Ocupação de Laranjeira Nhanderu
Os ataques ocorreram em uma área retomada pelos indígenas no mês de outubro de 2018, na sede da Fazenda Santo Antônio da Nova Esperança, que já está sob a posse dos Guarani Kaiowá desde 2007, quando diversas disputas de terra no local e na Justiça tiveram início. “Cerca de 80 indígenas vivem em barracos sem acesso à energia elétrica ou à água encanada. Sobrevivem de trabalhos precários e da cesta básica distribuída pela Funai (Fundação Nacional do Índio (Funai)”, conforme nota do Ministério Público Federal (MPF) sobre a última vitória no Tribunal Regional Federal da 3ª Região (TRF3), que suspendeu em abril de 2019 a decisão liminar da 2ª Vara Federal de Dourados que havia determinado a reintegração de posse da fazenda.
A história, no entanto, é de idas e vindas dos Guarani Kaiowá numa dança de insistência e resiliência do povo em busca de uma vida em Laranjeira Nhanderu. De acordo com uma linha do tempo sistematizada pelo MPF, em setembro de 2009 os indígenas foram expulsos da área, passando a ocupar as margens da BR-163. Ali permaneceram em condição insalubre, até nova ocupação da área, em maio de 2011. O retorno foi antecipado porque o Departamento Nacional de Infraestrutura de Transportes (DNIT) requereu também a reintegração de posse em relação à faixa de domínio da estrada. Os indígenas então voltaram para a área de mata da fazenda.
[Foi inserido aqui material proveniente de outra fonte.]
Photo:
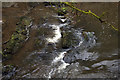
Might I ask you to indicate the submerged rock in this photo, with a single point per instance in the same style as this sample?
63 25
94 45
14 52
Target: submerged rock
69 40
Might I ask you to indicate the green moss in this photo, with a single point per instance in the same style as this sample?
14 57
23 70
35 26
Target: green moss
18 37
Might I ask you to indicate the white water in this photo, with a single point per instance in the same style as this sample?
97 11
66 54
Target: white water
61 67
57 33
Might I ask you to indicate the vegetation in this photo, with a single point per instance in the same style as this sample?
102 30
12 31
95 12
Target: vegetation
17 38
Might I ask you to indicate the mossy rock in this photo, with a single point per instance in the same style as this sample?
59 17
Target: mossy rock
25 21
18 37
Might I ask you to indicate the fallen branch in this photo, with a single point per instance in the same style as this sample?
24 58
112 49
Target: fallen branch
93 14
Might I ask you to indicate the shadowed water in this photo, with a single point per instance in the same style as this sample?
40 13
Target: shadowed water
92 54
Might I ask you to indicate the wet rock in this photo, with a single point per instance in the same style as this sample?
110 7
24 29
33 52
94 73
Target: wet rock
69 40
8 71
8 4
75 55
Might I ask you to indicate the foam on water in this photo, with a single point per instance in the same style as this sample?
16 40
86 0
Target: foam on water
57 33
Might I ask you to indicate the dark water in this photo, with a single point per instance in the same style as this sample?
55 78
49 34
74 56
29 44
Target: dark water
94 55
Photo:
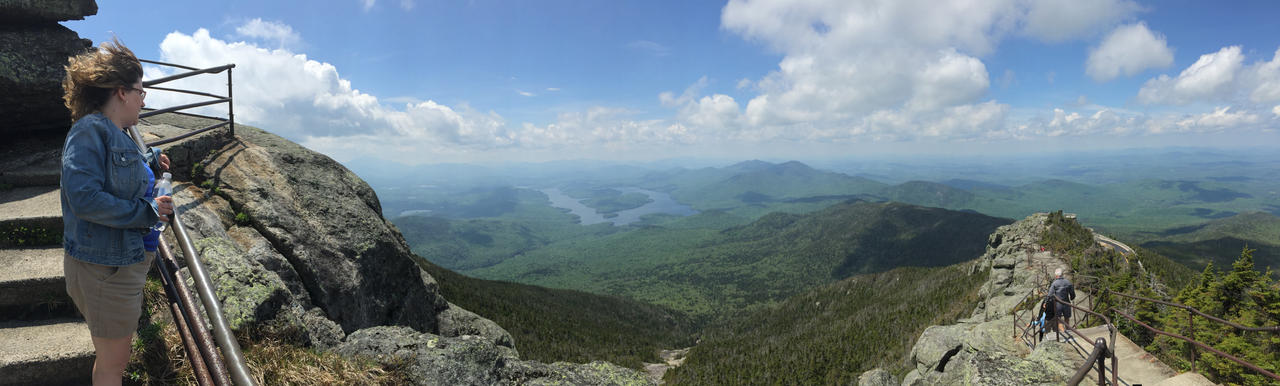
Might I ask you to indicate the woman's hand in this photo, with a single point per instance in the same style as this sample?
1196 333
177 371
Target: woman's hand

Passaram a enfrentar um novo problema: o proprietário da fazenda vizinha ao local trancou os dois acessos ao acampamento Guarani Kaiowá. Bloqueados, os indígenas estavam impedidos de acessar a prestação de serviços essenciais como atendimento médico, distribuição de remédios e alimentos, apoio policial e até mesmo o transporte escolar. Até os indigenistas da Funai eram impedidos de entrar. Em 2013, uma decisão judicial assegurou a entrada de órgãos assistenciais.
“É um conflito de terra. Não querem os Guarani Kaiowá de volta aos seus territórios. Agora começam a usar possíveis divergências internas ou qualquer outro motivo para dizer que não é por conta da terra que as comunidades são atacadas. Tem um histórico, isso é no Mato Grosso do Sul todo. Precisa ter responsabilidade com a vida da gente e não pode sair por aí dizendo isso ou aquilo. Autoridade não vai na comunidade, não investiga e planta informação errada”, explica a liderança da Aty Guasu.